As we turned to the new year I was interested in receiving our Liberty Healthshare member cards. Similar to traditional insurance, these are the cards Liberty suggests you provide to your healthcare provider instructing them where to send bills and coordinate payment. In my conversations with my primary healthcare provider, it sounds as if they won’t care if I have this card or not – they don’t view Liberty as an insurer so they’ll just send me the bill. Nonetheless, I’m interested in trying it out and would like to receive the card. If I don’t receive the card by the end of next week I’ll give Liberty a call. 

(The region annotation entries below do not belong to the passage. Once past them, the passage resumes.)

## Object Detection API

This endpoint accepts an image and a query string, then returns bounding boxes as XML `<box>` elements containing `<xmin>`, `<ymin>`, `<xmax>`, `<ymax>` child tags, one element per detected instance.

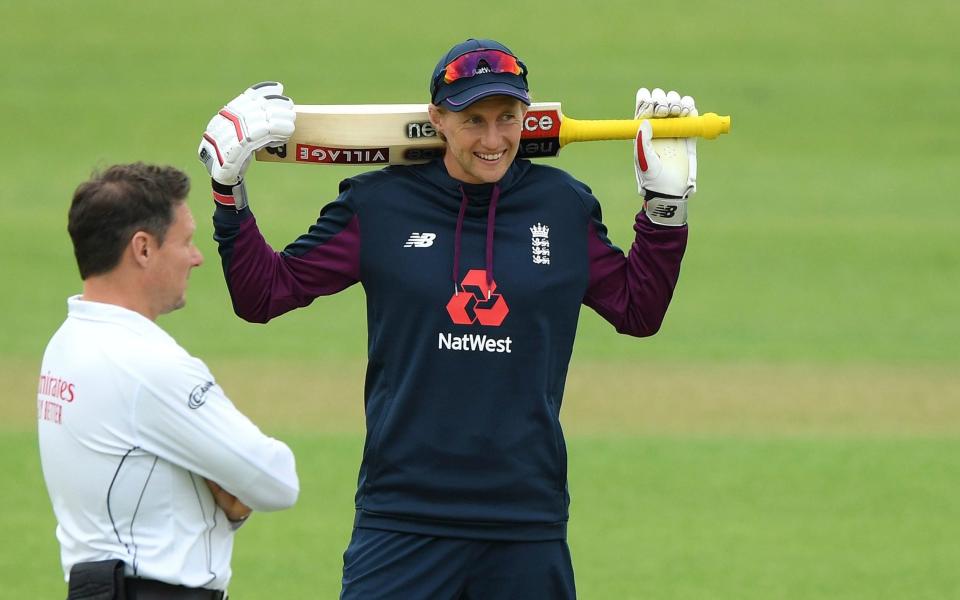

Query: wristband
<box><xmin>210</xmin><ymin>179</ymin><xmax>248</xmax><ymax>212</ymax></box>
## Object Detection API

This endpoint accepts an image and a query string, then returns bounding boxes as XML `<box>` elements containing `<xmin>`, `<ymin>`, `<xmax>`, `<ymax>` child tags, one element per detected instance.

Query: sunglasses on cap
<box><xmin>433</xmin><ymin>50</ymin><xmax>527</xmax><ymax>95</ymax></box>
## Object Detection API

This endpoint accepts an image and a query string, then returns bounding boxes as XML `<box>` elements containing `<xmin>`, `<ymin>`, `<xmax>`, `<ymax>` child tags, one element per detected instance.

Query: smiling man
<box><xmin>199</xmin><ymin>39</ymin><xmax>696</xmax><ymax>600</ymax></box>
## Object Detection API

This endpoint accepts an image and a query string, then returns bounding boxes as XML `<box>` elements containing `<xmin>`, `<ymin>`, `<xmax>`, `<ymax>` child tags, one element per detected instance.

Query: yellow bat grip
<box><xmin>560</xmin><ymin>113</ymin><xmax>730</xmax><ymax>147</ymax></box>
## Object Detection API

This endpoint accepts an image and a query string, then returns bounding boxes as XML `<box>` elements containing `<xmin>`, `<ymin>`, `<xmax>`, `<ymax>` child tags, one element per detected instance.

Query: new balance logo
<box><xmin>403</xmin><ymin>231</ymin><xmax>437</xmax><ymax>248</ymax></box>
<box><xmin>653</xmin><ymin>204</ymin><xmax>677</xmax><ymax>219</ymax></box>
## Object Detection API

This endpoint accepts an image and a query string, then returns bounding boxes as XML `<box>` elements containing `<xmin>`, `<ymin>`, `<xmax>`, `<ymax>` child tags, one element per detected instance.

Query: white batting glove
<box><xmin>197</xmin><ymin>81</ymin><xmax>297</xmax><ymax>186</ymax></box>
<box><xmin>633</xmin><ymin>88</ymin><xmax>698</xmax><ymax>227</ymax></box>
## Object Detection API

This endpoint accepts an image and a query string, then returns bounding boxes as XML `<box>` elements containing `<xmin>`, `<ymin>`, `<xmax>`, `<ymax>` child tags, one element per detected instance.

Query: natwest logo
<box><xmin>447</xmin><ymin>269</ymin><xmax>510</xmax><ymax>327</ymax></box>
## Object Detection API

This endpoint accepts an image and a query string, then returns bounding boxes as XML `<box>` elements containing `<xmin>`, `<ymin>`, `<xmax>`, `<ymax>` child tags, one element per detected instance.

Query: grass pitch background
<box><xmin>0</xmin><ymin>0</ymin><xmax>960</xmax><ymax>599</ymax></box>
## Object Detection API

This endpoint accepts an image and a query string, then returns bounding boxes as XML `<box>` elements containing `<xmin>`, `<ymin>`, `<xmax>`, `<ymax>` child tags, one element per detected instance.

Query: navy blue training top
<box><xmin>214</xmin><ymin>159</ymin><xmax>687</xmax><ymax>540</ymax></box>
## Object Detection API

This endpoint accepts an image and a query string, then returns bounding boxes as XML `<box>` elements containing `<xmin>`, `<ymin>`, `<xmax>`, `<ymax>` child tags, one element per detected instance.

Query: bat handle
<box><xmin>560</xmin><ymin>113</ymin><xmax>730</xmax><ymax>146</ymax></box>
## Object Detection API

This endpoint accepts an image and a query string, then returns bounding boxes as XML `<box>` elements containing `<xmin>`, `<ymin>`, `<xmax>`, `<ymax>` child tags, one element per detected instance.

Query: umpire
<box><xmin>37</xmin><ymin>163</ymin><xmax>299</xmax><ymax>600</ymax></box>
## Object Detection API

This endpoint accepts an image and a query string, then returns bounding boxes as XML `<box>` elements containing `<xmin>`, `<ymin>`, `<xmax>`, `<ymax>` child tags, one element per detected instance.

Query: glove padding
<box><xmin>634</xmin><ymin>88</ymin><xmax>698</xmax><ymax>227</ymax></box>
<box><xmin>197</xmin><ymin>81</ymin><xmax>297</xmax><ymax>186</ymax></box>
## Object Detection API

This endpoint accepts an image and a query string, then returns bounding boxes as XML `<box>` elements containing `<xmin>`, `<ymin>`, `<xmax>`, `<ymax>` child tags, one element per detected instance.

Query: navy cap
<box><xmin>430</xmin><ymin>39</ymin><xmax>530</xmax><ymax>112</ymax></box>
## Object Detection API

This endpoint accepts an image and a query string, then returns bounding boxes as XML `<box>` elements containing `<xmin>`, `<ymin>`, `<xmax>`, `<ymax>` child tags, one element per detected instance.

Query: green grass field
<box><xmin>0</xmin><ymin>0</ymin><xmax>960</xmax><ymax>600</ymax></box>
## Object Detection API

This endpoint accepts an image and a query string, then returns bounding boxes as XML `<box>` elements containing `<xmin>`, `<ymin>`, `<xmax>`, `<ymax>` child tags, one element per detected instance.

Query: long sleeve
<box><xmin>213</xmin><ymin>184</ymin><xmax>360</xmax><ymax>323</ymax></box>
<box><xmin>583</xmin><ymin>201</ymin><xmax>687</xmax><ymax>337</ymax></box>
<box><xmin>133</xmin><ymin>355</ymin><xmax>300</xmax><ymax>511</ymax></box>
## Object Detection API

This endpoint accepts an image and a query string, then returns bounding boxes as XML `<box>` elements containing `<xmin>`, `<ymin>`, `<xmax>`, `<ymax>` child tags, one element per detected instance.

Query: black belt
<box><xmin>126</xmin><ymin>577</ymin><xmax>227</xmax><ymax>600</ymax></box>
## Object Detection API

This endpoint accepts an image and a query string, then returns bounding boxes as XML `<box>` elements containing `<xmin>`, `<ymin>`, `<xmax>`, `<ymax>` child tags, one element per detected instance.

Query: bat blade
<box><xmin>257</xmin><ymin>102</ymin><xmax>730</xmax><ymax>165</ymax></box>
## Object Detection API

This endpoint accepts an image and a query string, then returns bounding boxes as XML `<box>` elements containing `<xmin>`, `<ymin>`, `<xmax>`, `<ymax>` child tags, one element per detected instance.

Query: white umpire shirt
<box><xmin>37</xmin><ymin>296</ymin><xmax>299</xmax><ymax>590</ymax></box>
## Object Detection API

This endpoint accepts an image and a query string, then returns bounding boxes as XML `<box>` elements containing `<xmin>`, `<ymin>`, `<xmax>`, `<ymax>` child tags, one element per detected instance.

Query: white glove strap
<box><xmin>210</xmin><ymin>179</ymin><xmax>248</xmax><ymax>212</ymax></box>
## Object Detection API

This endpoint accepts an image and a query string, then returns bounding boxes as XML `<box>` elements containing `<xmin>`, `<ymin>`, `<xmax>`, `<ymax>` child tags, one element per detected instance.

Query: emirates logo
<box><xmin>447</xmin><ymin>269</ymin><xmax>510</xmax><ymax>327</ymax></box>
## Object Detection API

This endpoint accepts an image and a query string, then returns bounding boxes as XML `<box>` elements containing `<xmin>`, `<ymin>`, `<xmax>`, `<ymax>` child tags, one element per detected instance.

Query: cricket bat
<box><xmin>257</xmin><ymin>102</ymin><xmax>730</xmax><ymax>165</ymax></box>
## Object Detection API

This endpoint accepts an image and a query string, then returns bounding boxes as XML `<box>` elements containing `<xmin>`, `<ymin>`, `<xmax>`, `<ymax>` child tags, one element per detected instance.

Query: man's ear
<box><xmin>130</xmin><ymin>231</ymin><xmax>154</xmax><ymax>266</ymax></box>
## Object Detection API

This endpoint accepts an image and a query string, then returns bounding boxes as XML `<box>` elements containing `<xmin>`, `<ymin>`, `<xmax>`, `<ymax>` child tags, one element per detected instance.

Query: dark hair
<box><xmin>67</xmin><ymin>162</ymin><xmax>190</xmax><ymax>279</ymax></box>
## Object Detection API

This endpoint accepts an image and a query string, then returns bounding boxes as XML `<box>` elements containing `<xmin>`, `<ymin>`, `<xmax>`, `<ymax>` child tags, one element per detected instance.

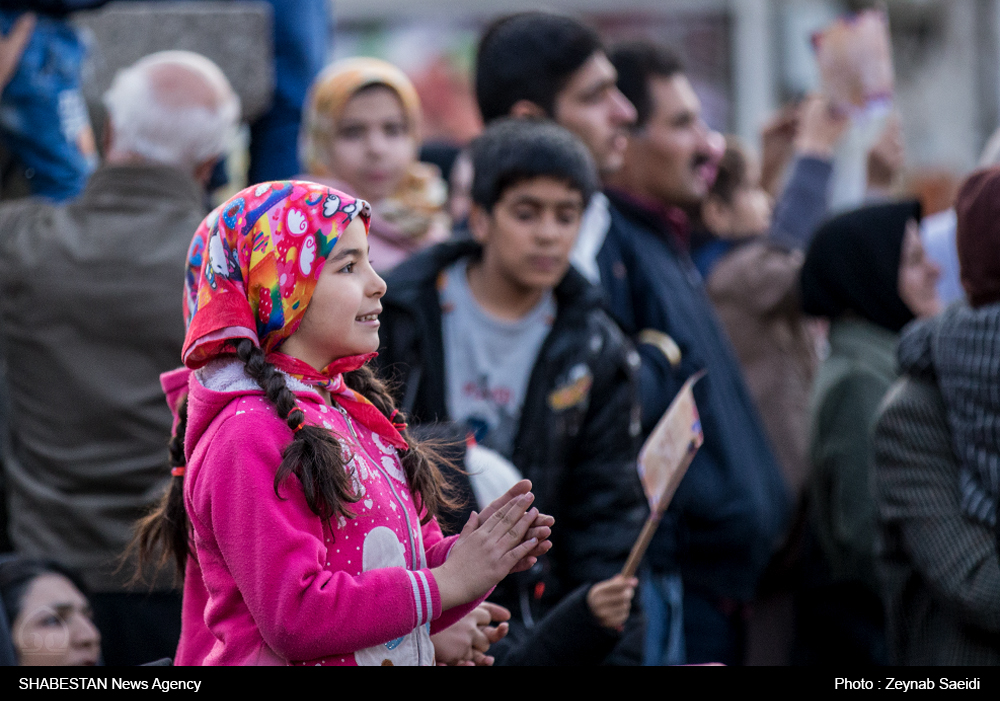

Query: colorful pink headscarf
<box><xmin>182</xmin><ymin>180</ymin><xmax>408</xmax><ymax>451</ymax></box>
<box><xmin>181</xmin><ymin>180</ymin><xmax>371</xmax><ymax>369</ymax></box>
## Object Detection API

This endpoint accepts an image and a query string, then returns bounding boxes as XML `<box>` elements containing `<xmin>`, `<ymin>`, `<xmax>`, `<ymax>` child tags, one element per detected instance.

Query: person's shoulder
<box><xmin>0</xmin><ymin>197</ymin><xmax>62</xmax><ymax>231</ymax></box>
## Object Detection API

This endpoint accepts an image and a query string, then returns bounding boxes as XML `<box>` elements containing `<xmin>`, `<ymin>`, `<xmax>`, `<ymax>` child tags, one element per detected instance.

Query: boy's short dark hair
<box><xmin>476</xmin><ymin>12</ymin><xmax>604</xmax><ymax>123</ymax></box>
<box><xmin>608</xmin><ymin>40</ymin><xmax>684</xmax><ymax>128</ymax></box>
<box><xmin>472</xmin><ymin>118</ymin><xmax>598</xmax><ymax>212</ymax></box>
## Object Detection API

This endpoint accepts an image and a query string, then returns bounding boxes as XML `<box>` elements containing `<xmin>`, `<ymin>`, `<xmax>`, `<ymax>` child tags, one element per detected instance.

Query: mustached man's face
<box><xmin>626</xmin><ymin>73</ymin><xmax>720</xmax><ymax>208</ymax></box>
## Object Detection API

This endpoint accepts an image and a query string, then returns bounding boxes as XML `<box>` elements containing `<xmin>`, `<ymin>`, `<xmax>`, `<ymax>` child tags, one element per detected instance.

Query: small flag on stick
<box><xmin>622</xmin><ymin>370</ymin><xmax>705</xmax><ymax>577</ymax></box>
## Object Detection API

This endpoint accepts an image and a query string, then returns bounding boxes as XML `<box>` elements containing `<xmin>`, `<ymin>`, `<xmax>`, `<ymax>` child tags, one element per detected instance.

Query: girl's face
<box><xmin>702</xmin><ymin>154</ymin><xmax>774</xmax><ymax>238</ymax></box>
<box><xmin>13</xmin><ymin>572</ymin><xmax>101</xmax><ymax>667</ymax></box>
<box><xmin>899</xmin><ymin>219</ymin><xmax>941</xmax><ymax>318</ymax></box>
<box><xmin>327</xmin><ymin>85</ymin><xmax>417</xmax><ymax>202</ymax></box>
<box><xmin>281</xmin><ymin>219</ymin><xmax>385</xmax><ymax>370</ymax></box>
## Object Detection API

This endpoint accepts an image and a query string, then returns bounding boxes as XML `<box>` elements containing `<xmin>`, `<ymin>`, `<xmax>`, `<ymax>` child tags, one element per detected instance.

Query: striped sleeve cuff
<box><xmin>406</xmin><ymin>569</ymin><xmax>441</xmax><ymax>627</ymax></box>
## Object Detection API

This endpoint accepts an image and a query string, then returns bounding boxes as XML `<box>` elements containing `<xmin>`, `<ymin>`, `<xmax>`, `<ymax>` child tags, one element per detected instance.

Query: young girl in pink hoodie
<box><xmin>138</xmin><ymin>181</ymin><xmax>552</xmax><ymax>665</ymax></box>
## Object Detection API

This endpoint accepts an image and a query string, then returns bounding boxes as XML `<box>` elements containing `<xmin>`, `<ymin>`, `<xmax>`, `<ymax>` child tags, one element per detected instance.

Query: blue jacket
<box><xmin>597</xmin><ymin>193</ymin><xmax>791</xmax><ymax>601</ymax></box>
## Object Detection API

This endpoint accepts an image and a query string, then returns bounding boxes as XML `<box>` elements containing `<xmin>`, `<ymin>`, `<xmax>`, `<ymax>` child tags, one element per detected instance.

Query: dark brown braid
<box><xmin>131</xmin><ymin>397</ymin><xmax>193</xmax><ymax>581</ymax></box>
<box><xmin>133</xmin><ymin>339</ymin><xmax>457</xmax><ymax>579</ymax></box>
<box><xmin>234</xmin><ymin>339</ymin><xmax>361</xmax><ymax>522</ymax></box>
<box><xmin>344</xmin><ymin>365</ymin><xmax>458</xmax><ymax>523</ymax></box>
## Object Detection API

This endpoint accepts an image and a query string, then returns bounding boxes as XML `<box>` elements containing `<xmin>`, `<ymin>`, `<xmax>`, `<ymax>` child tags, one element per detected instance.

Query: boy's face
<box><xmin>552</xmin><ymin>51</ymin><xmax>635</xmax><ymax>173</ymax></box>
<box><xmin>470</xmin><ymin>176</ymin><xmax>584</xmax><ymax>291</ymax></box>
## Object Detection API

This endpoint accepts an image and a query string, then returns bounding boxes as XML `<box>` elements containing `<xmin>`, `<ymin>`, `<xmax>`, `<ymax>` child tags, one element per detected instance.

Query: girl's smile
<box><xmin>281</xmin><ymin>219</ymin><xmax>385</xmax><ymax>370</ymax></box>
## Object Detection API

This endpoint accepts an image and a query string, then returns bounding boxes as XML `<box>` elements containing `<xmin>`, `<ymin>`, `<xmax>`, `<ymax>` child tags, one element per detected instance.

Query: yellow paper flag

On another note, we did receive membership cards for the SavNet program. The SavNet program provides discounts on prescription drugs and other healthcare services including dental, hearing, vision and chiropractic services. While this is not insurance, it does provide discounts when you present the cards at eligible providers. We’ve found most pharmacies in our area work with SavNet. Membership in SavNet is included in the $449 family monthly sharing amount.

There are two cards that Liberty sends to you – the Pharmacy Program and the Health Savings Program. To be clear, the Health Savings Program is not equivalent to the Health Savings Account. It is what is presented at participating dental, vision, hearing and chiropractic providers.

Within the last few days, my wife had to pick up a routine prescription at our local drugstore. I had not informed her we received the SavNet card yet so she paid for the prescription as a self-pay customer. She received a self-pay discount at the pharmacy and her cost, for this routine prescription, was approximately $15. We had done research prior to joining Liberty to understand what the unsubsidized cost would be for this prescription and this experience was in line with our expectations. It will be interesting to see what the cost is with the SavNet card. My wife said our cost for the prescription under our past plan was approximately $7-8.